The July 2015 Budget changes to mortgage interest relief will, for some landlords, create significantly higher tax bills. This article explains what tax-planning options are available, and the benefits and issues of each.

Firstly, don't panic…
Landlords are currently able to offset all their finance interest against their rental profits, before calculating their rental profit and therefore tax bill. This will remain the case for the 2016 and 2017 tax years. Many landlords have not yet filed their 2015 tax returns, and so will be filing three years of tax returns (year ended 5 April 2015, 5 April 2016, 5 April 2017) before the impact of the mortgage interest changes are seen.  

This leaves almost two full tax years to plan for the mortgage interest relief 'new world', and even in the first tax year (2018) affected, the change is being phased in slowly i.e. this isn't a sudden 'Big Bang' immediate change.  
So the message is…now is the time to plan and put in place tax-planning options that are appropriate for your scenario - but knee-jerk reactions aren't required.

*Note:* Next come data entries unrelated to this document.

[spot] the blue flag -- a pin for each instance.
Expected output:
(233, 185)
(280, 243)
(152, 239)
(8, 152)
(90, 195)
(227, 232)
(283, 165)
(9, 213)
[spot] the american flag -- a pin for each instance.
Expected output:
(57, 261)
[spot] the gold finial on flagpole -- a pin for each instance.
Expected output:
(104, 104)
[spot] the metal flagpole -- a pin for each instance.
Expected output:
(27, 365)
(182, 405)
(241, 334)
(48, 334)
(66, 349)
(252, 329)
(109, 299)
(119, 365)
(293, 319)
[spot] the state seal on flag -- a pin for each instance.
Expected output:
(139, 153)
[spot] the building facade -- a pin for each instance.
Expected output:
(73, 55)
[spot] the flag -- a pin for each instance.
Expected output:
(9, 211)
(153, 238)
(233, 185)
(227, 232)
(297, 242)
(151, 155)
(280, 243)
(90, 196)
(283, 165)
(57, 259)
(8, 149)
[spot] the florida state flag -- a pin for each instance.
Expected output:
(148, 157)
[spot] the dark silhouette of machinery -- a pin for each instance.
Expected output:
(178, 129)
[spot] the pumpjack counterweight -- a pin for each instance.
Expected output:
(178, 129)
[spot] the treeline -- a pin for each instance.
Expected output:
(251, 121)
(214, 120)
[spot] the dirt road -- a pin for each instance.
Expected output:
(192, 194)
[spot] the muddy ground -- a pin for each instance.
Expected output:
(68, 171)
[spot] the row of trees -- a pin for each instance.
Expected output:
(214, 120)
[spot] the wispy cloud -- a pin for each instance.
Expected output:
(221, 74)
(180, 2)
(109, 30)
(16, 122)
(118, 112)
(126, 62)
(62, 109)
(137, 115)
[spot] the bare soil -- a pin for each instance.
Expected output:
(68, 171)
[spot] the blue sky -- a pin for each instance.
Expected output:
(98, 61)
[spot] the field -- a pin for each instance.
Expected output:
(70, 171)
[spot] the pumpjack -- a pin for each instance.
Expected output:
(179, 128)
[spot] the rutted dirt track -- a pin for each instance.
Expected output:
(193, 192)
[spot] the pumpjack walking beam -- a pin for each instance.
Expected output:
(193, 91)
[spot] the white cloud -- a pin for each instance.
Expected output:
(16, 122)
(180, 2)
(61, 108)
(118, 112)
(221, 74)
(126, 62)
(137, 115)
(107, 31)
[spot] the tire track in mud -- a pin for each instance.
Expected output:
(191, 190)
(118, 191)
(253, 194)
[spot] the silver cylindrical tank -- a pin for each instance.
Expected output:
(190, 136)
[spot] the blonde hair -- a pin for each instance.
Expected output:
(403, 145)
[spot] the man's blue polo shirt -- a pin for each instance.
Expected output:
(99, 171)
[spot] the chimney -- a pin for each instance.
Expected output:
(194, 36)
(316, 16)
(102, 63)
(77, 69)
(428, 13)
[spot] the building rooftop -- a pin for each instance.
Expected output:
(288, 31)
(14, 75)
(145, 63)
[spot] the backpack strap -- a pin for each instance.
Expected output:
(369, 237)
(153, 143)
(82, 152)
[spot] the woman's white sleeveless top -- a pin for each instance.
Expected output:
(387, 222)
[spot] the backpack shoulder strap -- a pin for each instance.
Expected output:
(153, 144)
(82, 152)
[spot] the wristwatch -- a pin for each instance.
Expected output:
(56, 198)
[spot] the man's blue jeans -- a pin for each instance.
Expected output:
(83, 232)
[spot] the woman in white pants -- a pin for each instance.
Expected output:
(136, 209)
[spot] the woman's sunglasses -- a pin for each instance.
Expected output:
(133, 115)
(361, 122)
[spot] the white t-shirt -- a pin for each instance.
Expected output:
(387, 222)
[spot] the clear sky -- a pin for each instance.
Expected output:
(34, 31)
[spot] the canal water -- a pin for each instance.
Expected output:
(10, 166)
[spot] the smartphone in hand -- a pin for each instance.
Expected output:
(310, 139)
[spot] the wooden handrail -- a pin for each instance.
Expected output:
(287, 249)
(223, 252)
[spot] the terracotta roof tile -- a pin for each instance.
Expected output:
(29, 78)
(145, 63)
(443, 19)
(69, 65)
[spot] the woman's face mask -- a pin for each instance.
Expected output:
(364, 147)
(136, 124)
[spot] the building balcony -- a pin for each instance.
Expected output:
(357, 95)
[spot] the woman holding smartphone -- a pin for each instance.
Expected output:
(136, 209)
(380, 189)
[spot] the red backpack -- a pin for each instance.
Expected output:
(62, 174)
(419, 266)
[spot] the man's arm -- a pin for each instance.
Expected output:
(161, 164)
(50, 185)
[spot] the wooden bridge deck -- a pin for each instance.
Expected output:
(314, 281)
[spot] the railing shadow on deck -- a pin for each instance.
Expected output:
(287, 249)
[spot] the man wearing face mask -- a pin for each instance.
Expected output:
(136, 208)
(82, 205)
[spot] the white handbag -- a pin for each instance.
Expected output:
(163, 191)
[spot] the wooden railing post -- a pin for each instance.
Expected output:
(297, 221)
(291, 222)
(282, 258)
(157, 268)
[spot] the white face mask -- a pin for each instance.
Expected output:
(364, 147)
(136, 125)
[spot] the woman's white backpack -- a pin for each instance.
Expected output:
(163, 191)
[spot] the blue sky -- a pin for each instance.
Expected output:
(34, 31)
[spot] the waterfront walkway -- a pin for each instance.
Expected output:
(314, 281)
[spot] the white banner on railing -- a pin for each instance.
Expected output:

Options to reduce the impact of forthcoming changes to mortgage interest relief
Firstly, assess the extent to which you are affected by the changes - or log onto our website and use our Mortgage Interest Relief Calculator to run some calculations using your portfolio and income details. For those affected, either:
1. The changes push you - a Basic Rate taxpayer - into the Higher Rate band = so a 'medium' tax bill results (this is the category with the most people affected)
Or,
2. You are a Higher Rate taxpayer = and so 'high' tax bill results from the changes.